Subsea World News has put together a recap of the most interesting articles from the previous week (January 11 – January 17).


Photo: Sea Trucks

The deepwater pipelay construction vessel “Jascon 18” was arrested last week on behalf of a shipyard in Singapore.

The vessel, formerly owned by the marine contractor Sea Trucks, was sold to its new owners in March 2015. The 150-meter vessel was built at the Kwong-Soon shipyard in Singapore and, as earlier reported, scheduled for delivery in Q3 2015.

 


Ommund Stokka, Einar Living Land and Alexander Lindboe in the Labour Court in Oslo. Photo Atle Espen Helgesen

Norway’s offshore union, Industri Energi (IE) and the Norwegian Confederation of Trade Unions (LO) have been taken to court by NHO and Technip Norway for the alleged “breach of peace obligation”.
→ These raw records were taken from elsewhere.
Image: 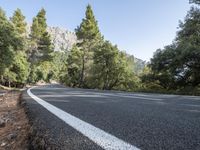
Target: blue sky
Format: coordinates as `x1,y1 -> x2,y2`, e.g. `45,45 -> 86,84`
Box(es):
0,0 -> 190,60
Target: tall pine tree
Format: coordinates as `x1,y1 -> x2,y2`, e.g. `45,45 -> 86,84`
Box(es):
75,5 -> 101,87
29,9 -> 53,82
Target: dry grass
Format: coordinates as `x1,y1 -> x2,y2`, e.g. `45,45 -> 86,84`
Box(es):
0,91 -> 30,150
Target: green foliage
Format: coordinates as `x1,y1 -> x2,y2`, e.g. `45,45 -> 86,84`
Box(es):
75,5 -> 102,87
9,51 -> 29,84
189,0 -> 200,5
142,1 -> 200,91
29,9 -> 53,64
67,46 -> 83,87
0,9 -> 22,76
28,9 -> 53,83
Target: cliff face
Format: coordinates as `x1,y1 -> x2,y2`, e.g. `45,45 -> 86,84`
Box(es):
47,27 -> 77,51
27,25 -> 77,51
28,26 -> 146,74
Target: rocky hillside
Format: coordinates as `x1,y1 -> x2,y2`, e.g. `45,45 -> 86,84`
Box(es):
29,27 -> 146,74
47,27 -> 77,51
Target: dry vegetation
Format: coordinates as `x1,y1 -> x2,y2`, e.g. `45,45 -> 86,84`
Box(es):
0,91 -> 30,150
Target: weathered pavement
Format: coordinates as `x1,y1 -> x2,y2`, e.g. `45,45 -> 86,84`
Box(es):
24,85 -> 200,150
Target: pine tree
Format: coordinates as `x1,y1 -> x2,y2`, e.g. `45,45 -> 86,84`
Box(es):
9,9 -> 29,84
0,9 -> 23,83
29,9 -> 53,82
75,5 -> 101,87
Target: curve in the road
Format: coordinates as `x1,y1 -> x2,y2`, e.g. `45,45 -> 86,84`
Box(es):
27,88 -> 139,150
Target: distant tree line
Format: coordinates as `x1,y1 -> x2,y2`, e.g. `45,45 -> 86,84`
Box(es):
142,0 -> 200,92
0,5 -> 139,90
0,0 -> 200,95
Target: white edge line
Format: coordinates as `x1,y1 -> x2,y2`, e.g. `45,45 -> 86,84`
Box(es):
27,88 -> 139,150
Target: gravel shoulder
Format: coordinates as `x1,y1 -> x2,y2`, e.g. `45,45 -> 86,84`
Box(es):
0,91 -> 30,150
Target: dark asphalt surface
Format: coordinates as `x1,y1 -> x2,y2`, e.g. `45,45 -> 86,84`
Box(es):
24,85 -> 200,150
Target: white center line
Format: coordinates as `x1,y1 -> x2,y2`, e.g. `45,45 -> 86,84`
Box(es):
27,88 -> 139,150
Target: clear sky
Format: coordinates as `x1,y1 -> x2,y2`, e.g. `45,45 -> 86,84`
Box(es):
0,0 -> 190,60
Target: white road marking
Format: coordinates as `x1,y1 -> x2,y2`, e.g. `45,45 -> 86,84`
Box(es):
27,88 -> 139,150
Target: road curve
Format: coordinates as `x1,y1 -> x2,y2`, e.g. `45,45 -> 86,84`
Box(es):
24,85 -> 200,150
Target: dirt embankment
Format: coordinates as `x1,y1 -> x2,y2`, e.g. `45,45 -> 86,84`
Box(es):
0,91 -> 30,150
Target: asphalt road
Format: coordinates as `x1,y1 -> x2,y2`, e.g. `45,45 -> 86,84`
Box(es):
24,85 -> 200,150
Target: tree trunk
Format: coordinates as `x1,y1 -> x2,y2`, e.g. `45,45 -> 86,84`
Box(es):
79,55 -> 85,87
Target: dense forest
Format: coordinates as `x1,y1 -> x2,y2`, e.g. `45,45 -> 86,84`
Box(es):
0,0 -> 200,94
Namely, in September last year, IE delivered a boycott notice to Technip Singapore PTE after the company rejected the collective agreement for its offshore workers engaged on the Norwegian shelf.
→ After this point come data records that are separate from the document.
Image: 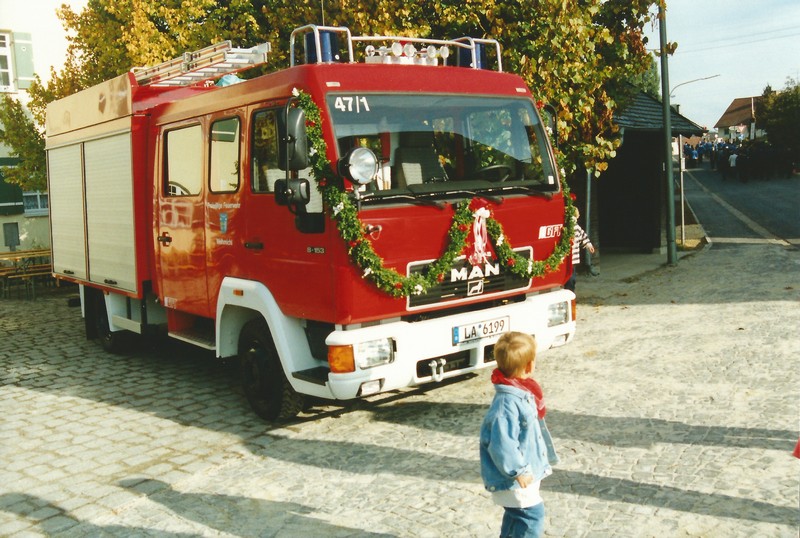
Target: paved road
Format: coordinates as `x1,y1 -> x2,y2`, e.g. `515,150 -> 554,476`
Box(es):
0,165 -> 800,538
684,164 -> 800,248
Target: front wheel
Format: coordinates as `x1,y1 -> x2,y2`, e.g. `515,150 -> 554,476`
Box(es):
239,319 -> 303,421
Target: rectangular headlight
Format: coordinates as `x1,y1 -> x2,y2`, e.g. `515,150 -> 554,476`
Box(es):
355,338 -> 394,370
547,301 -> 569,327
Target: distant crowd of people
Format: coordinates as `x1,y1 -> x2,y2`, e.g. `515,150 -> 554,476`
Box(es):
683,140 -> 800,181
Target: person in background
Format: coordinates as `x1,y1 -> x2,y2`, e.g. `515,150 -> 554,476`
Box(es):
564,207 -> 594,293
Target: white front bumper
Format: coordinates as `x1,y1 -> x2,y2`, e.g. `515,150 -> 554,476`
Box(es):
325,290 -> 575,400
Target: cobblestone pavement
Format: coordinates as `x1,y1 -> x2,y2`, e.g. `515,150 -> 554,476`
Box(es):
0,201 -> 800,538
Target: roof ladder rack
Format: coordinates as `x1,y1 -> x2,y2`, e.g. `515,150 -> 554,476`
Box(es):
131,41 -> 271,86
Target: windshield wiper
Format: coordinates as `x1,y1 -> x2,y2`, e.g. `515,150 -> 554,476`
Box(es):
434,189 -> 504,204
361,194 -> 447,209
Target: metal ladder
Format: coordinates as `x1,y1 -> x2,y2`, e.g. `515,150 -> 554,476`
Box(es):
131,41 -> 271,86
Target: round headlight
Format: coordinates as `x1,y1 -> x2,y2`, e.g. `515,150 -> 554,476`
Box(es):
340,147 -> 378,185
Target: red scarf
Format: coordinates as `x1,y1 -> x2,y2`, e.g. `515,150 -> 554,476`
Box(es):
492,368 -> 547,418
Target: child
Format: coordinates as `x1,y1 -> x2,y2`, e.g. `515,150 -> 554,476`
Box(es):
480,332 -> 558,538
564,207 -> 594,293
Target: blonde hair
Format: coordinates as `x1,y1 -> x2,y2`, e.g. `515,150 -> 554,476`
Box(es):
494,331 -> 536,377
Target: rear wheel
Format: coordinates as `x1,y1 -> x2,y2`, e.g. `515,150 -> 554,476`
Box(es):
89,290 -> 130,354
239,319 -> 304,421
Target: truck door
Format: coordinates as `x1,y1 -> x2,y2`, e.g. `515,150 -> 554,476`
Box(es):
205,115 -> 243,303
156,123 -> 213,317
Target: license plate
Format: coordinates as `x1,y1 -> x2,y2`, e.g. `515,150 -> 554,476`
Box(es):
453,316 -> 510,346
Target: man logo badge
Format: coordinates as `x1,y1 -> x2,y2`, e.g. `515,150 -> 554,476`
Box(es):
467,279 -> 483,297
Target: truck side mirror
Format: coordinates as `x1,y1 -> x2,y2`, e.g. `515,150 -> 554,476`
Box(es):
278,107 -> 308,170
541,103 -> 558,148
275,178 -> 311,207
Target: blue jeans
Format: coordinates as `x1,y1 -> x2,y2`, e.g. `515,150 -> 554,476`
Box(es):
500,503 -> 544,538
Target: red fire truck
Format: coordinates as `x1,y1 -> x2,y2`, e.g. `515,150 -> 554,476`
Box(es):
47,25 -> 575,420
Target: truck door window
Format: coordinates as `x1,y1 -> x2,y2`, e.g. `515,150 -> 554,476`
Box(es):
164,125 -> 203,196
250,109 -> 286,192
209,118 -> 239,192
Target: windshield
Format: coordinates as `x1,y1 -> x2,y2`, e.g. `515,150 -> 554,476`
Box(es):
328,94 -> 558,197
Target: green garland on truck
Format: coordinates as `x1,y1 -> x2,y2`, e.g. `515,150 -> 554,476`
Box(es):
292,88 -> 574,298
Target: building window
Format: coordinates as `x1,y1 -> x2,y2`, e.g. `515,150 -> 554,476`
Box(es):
22,191 -> 50,217
0,32 -> 14,92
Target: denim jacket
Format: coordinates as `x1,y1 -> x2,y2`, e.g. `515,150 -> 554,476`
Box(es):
480,385 -> 558,492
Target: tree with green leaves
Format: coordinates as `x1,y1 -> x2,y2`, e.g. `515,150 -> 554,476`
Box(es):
758,78 -> 800,157
0,0 -> 664,191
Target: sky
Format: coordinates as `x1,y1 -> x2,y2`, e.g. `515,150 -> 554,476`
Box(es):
6,0 -> 800,129
646,0 -> 800,129
0,0 -> 88,84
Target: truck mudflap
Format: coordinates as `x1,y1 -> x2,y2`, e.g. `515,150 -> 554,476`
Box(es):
325,290 -> 575,400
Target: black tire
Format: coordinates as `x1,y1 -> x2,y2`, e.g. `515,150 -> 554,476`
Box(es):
91,292 -> 129,355
239,319 -> 304,422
Martin Linge Project; Photo: Serimax

Technip has acquired a minority stake in Serimax, a Vallourec subsidiary and provider of offshore & onshore welding solutions, in order to achieve a strategic partnership in the domain of pipeline welding.

The agreement would see these two companies combine their expertise and deploy the Serimax welding technology at Technip spoolbases and S-lay vessels.

 


SEA LION

SBM Offshore has been awarded FPSO Front End Engineering and Design (FEED) contract following the completion of Pre-FEED work for Phase 1a of the Sea Lion development, the UK-based oil and gas exploration company, Rockhopper, said on Wednesday.
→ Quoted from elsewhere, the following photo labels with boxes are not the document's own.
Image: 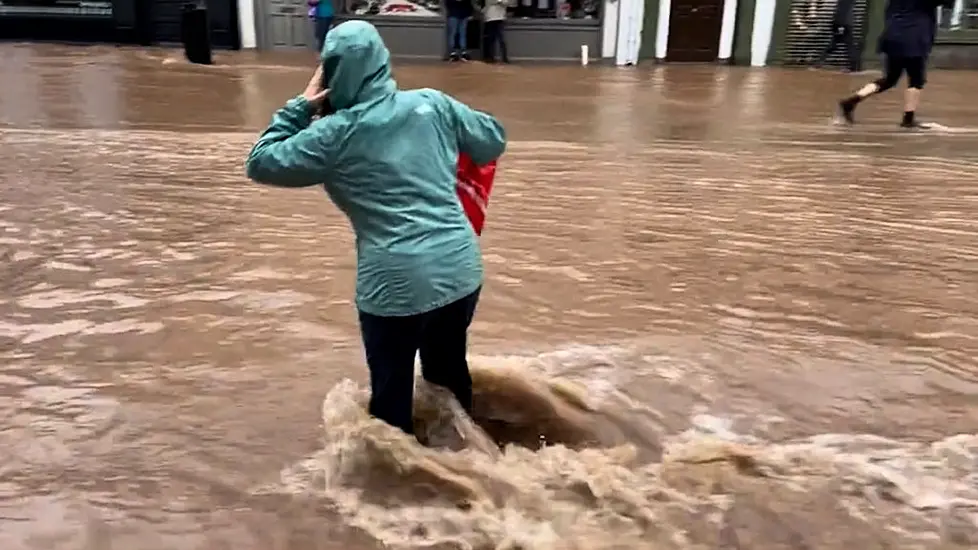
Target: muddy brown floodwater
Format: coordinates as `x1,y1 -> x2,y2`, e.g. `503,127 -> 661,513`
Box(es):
0,44 -> 978,550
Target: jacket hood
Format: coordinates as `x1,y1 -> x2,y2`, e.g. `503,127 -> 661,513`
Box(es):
320,21 -> 397,109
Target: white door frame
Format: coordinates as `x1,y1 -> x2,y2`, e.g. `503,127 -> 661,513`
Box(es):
238,0 -> 261,50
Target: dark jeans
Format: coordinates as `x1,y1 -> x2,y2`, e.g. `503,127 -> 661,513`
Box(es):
445,17 -> 469,54
360,289 -> 481,434
818,23 -> 862,72
316,17 -> 333,52
876,55 -> 927,93
485,19 -> 509,63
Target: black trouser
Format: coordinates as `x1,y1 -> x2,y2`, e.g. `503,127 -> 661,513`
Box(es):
484,19 -> 509,63
876,55 -> 927,93
818,22 -> 862,72
360,289 -> 481,434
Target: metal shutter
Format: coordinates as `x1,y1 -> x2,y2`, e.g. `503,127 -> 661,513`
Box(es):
781,0 -> 867,67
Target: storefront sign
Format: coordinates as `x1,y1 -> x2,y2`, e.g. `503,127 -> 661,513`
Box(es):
0,0 -> 112,19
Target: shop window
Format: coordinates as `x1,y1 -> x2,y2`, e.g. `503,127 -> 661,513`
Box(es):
339,0 -> 604,20
508,0 -> 601,19
341,0 -> 442,17
939,0 -> 978,32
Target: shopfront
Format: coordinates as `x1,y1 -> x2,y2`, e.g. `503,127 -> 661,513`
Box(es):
0,0 -> 240,48
255,0 -> 603,61
0,0 -> 137,42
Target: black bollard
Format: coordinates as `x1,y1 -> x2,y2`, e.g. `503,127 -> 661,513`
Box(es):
180,3 -> 214,65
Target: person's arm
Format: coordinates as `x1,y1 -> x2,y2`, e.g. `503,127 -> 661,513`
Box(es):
442,94 -> 506,166
245,97 -> 336,187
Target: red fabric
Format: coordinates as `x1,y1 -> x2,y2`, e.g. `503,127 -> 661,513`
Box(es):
456,153 -> 496,235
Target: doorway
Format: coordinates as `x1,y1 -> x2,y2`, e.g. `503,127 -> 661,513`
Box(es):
663,0 -> 724,63
255,0 -> 316,50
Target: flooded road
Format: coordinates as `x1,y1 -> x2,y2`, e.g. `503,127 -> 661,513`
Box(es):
0,45 -> 978,550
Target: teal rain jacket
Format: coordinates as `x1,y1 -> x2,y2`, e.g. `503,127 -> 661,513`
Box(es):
247,21 -> 506,317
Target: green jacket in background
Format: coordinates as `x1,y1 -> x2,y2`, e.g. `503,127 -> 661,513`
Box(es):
247,21 -> 506,317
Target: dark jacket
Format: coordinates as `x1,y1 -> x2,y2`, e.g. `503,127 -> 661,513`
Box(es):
445,0 -> 475,18
879,0 -> 953,58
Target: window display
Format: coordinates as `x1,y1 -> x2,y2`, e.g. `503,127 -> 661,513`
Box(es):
509,0 -> 601,19
0,0 -> 112,18
344,0 -> 442,17
940,0 -> 978,31
343,0 -> 602,20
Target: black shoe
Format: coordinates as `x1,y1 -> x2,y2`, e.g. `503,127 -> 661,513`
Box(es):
839,100 -> 856,124
900,120 -> 931,130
Reportedly, the work on the discovery, located some 220 kilometers north of the Falkland Islands in 450 meters of water depth, is expected to take approximately 15 months to complete.


EC OKs Eni's Stake Sale in Saipem

Italy’s Eni has been given the green light by the European Commission to sell a stake in oilfield services player Saipem.

Namely, Eni plans to seel a stake consisting of 55,176,364 ordinary shares that correspond to 12.5% of Saipem’s share capital plus one share to Fondo Strategico Italiano (FSI).